このシリーズも何冊目になるだろう。今回もkindle unlimitedを利用して読んでみた。

本書は他のシリーズ本と少々違うのは序章で聖書に関する歴史や背景が丁寧に解説されていることである。ややページを多く割かれているが、この解説があることで、時代背景を思い浮かべながらセレクトされた言葉の数々を噛み締めながら読み進めることができる。そこではコヘレトの言葉やパウロの振る舞いや生き方、ナザレ派に関する簡単な解説が加えられており、わたしのようなユダヤ教やキリスト教徒とは無縁の仏教徒にとっても理解しやすかった。

特に感じ入った言葉は、自分の考えが正しいわけではないということ。何事につけても「より優れた考え」と「より優れた判断」が存在するという事実から目を離さず自分の思索を見張ることが大切と説かれている。そして本当に優れていれば必ず評価されるという。もし成功したいなら、ありのままの自分の姿を直視し、決してごまかしてはいけない。はりぼてのような人生は、いつか必ず崩壊してしまうとのこと。

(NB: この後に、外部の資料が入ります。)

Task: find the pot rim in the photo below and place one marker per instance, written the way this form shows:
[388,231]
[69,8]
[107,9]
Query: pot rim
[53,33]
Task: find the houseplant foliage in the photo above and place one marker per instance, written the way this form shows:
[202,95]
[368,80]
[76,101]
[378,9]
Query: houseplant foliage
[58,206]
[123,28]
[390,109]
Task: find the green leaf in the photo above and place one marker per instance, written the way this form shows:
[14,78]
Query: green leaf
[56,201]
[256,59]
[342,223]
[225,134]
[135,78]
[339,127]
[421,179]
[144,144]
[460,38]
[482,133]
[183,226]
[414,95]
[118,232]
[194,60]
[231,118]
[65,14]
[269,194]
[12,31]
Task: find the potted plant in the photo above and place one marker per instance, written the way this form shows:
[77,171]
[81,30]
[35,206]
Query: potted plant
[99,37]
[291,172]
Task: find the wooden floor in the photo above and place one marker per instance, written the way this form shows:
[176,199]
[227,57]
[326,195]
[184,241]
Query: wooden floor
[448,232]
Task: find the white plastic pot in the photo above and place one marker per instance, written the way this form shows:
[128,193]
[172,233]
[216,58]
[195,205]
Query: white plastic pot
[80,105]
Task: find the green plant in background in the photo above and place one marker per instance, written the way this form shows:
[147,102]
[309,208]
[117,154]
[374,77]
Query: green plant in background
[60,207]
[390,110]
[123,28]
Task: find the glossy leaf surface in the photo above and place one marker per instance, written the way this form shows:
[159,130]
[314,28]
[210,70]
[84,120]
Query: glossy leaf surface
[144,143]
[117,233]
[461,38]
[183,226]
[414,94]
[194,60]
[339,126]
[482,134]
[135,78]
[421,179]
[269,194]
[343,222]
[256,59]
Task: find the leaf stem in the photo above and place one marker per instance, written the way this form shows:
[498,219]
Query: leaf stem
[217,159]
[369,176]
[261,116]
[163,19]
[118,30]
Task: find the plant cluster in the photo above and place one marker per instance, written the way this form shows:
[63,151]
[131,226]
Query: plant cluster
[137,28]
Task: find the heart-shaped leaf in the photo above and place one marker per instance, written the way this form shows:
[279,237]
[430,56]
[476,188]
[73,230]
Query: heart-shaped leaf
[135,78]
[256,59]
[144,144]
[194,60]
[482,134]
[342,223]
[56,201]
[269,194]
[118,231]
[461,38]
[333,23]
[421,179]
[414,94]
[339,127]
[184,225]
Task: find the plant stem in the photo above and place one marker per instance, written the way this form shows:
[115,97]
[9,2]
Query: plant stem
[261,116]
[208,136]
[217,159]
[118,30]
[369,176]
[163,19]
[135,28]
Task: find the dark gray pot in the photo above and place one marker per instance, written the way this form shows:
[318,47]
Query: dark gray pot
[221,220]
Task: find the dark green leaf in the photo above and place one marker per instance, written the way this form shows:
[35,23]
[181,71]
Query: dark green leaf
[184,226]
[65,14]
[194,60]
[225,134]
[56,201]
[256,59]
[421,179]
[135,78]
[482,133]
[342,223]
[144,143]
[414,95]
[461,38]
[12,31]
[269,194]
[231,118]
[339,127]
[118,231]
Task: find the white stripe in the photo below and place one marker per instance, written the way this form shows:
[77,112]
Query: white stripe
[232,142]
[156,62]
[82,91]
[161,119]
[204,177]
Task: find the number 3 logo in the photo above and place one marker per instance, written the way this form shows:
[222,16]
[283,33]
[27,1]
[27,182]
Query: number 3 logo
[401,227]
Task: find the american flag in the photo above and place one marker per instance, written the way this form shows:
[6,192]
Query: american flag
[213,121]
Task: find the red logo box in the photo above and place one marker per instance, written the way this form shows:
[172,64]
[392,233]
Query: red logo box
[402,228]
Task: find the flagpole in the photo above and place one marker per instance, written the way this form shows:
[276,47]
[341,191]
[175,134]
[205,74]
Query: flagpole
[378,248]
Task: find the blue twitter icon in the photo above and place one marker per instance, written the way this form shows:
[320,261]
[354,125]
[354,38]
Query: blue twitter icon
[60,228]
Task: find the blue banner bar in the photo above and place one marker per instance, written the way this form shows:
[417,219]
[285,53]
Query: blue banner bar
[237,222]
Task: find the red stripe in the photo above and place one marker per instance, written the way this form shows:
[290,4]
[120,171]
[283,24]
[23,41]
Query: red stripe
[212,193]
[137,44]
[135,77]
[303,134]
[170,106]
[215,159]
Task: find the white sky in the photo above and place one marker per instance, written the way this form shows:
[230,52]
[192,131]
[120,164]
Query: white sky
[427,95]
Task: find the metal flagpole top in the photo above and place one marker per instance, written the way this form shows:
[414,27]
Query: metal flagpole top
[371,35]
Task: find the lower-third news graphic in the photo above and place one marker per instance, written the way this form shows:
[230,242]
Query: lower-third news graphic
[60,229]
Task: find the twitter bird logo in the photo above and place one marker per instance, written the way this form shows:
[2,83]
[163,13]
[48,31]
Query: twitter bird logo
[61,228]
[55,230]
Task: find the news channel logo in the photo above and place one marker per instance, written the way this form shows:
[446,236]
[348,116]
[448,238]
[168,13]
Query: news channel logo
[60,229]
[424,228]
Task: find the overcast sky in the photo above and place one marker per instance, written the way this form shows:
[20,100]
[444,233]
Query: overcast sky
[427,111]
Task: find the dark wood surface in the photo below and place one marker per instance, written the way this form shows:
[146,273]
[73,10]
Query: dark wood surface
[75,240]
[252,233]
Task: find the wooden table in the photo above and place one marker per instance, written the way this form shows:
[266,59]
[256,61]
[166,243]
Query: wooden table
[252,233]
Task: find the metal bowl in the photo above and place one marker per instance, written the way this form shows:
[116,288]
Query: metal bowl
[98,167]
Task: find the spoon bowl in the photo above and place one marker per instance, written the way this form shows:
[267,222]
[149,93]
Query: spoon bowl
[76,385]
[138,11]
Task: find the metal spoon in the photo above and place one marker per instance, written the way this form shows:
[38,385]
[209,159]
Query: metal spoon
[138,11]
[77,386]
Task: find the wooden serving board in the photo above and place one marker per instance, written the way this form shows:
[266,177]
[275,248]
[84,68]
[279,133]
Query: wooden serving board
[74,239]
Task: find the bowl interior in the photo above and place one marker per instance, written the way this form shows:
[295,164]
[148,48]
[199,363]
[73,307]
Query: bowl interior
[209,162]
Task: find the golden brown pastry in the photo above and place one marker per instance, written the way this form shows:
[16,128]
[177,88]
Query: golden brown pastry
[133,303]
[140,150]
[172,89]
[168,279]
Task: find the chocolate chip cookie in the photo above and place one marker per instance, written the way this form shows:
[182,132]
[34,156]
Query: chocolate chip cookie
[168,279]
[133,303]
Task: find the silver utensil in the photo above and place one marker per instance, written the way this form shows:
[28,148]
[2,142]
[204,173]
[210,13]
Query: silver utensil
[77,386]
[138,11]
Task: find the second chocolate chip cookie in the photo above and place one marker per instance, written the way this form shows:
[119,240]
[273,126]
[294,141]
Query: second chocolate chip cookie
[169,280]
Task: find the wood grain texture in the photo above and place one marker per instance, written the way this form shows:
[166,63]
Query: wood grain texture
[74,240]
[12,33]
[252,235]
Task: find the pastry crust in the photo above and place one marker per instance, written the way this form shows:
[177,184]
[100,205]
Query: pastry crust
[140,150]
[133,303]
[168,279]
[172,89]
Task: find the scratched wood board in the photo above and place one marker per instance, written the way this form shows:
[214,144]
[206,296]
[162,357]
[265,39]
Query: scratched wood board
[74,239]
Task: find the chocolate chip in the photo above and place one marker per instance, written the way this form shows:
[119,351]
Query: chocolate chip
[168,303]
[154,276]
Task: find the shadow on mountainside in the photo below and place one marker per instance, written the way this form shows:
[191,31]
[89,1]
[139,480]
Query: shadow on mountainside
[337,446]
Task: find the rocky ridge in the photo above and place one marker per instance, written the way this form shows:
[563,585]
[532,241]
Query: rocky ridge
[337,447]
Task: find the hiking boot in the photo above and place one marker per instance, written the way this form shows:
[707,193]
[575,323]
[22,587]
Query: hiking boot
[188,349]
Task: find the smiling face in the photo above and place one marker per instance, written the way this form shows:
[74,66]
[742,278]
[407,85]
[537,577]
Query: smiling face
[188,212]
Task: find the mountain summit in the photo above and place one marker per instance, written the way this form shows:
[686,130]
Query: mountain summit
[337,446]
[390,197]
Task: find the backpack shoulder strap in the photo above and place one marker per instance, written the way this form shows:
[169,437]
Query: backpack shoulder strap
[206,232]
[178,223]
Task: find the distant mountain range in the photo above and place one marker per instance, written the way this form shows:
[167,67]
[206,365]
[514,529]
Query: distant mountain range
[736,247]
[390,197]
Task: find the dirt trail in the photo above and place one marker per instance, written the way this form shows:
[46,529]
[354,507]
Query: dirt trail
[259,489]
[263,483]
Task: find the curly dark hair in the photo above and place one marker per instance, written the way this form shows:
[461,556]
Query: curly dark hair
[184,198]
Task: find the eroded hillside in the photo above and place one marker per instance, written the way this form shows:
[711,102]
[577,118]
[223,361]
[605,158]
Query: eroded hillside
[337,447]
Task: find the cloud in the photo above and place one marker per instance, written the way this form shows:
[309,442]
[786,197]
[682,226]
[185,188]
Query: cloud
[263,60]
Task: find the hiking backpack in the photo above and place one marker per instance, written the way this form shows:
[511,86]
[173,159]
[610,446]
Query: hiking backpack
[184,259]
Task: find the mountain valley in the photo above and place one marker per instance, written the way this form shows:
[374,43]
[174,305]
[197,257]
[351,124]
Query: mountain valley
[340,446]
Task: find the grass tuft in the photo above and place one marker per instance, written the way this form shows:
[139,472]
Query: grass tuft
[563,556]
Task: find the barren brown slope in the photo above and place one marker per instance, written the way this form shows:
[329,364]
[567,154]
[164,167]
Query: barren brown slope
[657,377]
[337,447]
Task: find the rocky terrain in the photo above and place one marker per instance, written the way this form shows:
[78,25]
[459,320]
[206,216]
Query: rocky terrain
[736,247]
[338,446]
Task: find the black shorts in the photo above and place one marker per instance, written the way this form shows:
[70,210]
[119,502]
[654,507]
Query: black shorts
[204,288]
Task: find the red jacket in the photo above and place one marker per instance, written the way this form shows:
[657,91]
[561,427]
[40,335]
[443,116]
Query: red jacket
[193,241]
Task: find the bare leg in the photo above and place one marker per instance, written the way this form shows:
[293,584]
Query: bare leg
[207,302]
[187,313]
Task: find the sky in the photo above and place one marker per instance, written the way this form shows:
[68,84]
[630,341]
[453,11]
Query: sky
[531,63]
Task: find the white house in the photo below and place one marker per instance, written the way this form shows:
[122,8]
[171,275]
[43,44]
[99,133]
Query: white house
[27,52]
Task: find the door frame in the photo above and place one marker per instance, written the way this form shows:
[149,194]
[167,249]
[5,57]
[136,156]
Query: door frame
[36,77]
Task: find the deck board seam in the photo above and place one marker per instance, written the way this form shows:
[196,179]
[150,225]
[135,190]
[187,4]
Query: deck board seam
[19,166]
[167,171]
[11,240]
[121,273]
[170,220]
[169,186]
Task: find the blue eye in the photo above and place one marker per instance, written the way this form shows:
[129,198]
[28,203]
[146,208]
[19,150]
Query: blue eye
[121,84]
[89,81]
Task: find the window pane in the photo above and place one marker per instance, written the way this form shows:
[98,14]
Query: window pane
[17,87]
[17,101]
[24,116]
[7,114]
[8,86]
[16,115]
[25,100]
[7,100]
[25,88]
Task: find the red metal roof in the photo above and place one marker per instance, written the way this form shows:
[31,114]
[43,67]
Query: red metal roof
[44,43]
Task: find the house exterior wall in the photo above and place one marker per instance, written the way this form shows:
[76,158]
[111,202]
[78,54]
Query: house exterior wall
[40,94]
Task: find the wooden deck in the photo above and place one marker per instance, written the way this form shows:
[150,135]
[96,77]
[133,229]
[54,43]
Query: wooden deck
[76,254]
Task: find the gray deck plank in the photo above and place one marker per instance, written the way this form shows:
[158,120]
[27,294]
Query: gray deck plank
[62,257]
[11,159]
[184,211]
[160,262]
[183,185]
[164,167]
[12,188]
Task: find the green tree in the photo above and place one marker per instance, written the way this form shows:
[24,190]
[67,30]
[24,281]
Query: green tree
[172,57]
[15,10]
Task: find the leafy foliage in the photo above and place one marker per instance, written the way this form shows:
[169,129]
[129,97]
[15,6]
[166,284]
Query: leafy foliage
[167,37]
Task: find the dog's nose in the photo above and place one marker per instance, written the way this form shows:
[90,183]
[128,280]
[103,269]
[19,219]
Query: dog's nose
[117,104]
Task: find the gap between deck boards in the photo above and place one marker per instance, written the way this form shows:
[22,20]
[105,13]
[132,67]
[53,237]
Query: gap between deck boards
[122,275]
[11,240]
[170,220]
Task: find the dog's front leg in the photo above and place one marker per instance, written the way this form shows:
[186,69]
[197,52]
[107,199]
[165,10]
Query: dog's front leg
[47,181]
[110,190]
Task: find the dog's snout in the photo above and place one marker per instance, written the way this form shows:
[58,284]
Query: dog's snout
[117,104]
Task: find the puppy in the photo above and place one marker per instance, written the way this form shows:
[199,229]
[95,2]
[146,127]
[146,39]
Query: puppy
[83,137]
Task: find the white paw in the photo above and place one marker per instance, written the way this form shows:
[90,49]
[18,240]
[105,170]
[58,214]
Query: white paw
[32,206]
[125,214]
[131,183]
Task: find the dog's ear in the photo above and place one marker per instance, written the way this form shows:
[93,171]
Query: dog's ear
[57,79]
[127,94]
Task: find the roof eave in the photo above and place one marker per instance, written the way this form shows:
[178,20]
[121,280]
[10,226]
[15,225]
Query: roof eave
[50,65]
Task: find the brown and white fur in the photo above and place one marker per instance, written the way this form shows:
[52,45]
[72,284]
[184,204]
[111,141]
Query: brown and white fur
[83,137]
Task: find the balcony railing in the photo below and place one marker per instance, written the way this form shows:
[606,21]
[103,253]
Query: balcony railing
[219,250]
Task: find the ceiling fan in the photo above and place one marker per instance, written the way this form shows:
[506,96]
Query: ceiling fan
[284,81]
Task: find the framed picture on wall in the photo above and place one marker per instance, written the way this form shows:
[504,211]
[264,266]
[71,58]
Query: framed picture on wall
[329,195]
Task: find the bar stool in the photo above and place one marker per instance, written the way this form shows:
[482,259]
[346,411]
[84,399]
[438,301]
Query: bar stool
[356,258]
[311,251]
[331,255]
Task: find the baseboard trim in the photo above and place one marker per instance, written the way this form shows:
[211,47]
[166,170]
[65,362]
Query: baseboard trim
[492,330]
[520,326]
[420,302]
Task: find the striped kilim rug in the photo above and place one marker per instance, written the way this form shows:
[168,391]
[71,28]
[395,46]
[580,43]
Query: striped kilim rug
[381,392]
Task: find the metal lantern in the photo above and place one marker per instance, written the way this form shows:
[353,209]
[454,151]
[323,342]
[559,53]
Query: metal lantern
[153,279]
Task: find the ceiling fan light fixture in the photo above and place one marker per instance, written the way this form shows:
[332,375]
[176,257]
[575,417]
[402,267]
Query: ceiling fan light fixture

さらに物質の豊かさより心の豊かさを目指すことが肝要であり、やましさは自分を脅かし、それとは対象的に、良心に責められるところのない潔白な者は、正々堂々としていて揺るぎがない。

少しニュアンスが違うと感じた部分は「自分が正しい」と信じる人の心は腐っていると言う部分で、その腐っているという意味が宗教観なのかも知れないが「神がいない」と言っている人を指すようである。日本人の多くはどちらかと言えば八百万の神だったり、はたまた無神論者に近い感覚を持った人が多いので、この項目はピンとこなかった次第である。

その他、愚か者は同じ過ちを繰り返す、常に自分に問いかけて行動せよ、正しく知る努力をせよ、正しい情報に基づいて行動せよ、自分のやってきたことはいずれ明らかになる、仕返しするな、驚くほどのバカものとは、まじめであることが最も尊い等など、注目すべき内容が展開されている。

ユニークな考え方として「賢すぎても、愚かすぎても行けない。正しすぎても、悪すぎても行けない」と説かれており、程々な中庸が人間が生きるうえでは良いのかも知れない。

本書は序章以外は簡単に読み進められるので、昼休みの時間に簡単に読み進めることができる。このシリーズは休憩などのスキマ時間に簡単に読めるので重宝している。まだまだ全てを読み尽くしていないので、今後もkindle unlimitedを利用して読んでみようと思う。